It's rare, but it happens.
Back in the January of 2013, up in the German state of Lower Saxony, they held an election. The CDU held a few points lead, but not enough to have a majority. So, you'd move to the coalition-construction phase. Party number two in the election....the SPD....refused to partner. Party number three....the Greens....refused to partner. Party number four would partner but they didn't give enough vote to settle the situation.
By German law, the situation is handed to the second-place winner....the SPD. They went to the Greens, and a partnership was built. I must note.....a ONE-vote majority then existed. It was a fragile partnership, but for four years, it's held. There's supposed to be an election in January of 2018.

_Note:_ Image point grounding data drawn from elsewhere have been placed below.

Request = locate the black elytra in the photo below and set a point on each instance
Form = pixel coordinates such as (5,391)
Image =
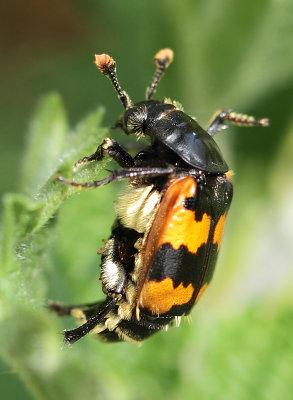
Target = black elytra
(163,247)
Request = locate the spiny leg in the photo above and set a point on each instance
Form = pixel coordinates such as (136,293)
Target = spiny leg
(163,58)
(219,119)
(108,147)
(122,174)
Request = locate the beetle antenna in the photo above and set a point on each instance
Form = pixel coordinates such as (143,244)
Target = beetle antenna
(107,66)
(163,58)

Well....one member of the Greens got peeved with her party. Chief reason? They'd closed off a move over to the EU parliament for next year. In effect, she was finished within the party. So she said fine....she'd quit the party but maintain her seat....and flip to the CDU. At this point, the CDU now holds a majority in the state parliament. Pretty shocking for the SPD and Greens waking up to find this out.
The SPD? They are standing there and are kinda wondering about the future (five months until the election). In some ways, it's an embarrassment as to the way that the Greens handled the way with this Frau Twesten.
The effect on the January election? If you toss in the likely Merkel win, and the Green member shifting to the CDU....I'd take a guess that the January election will be a fairly solid CDU win (more than the 36-percent of 2013. I'd also take a guess that the Greens won't match the 2013 win (13.7-percent) and will fall two or more points short.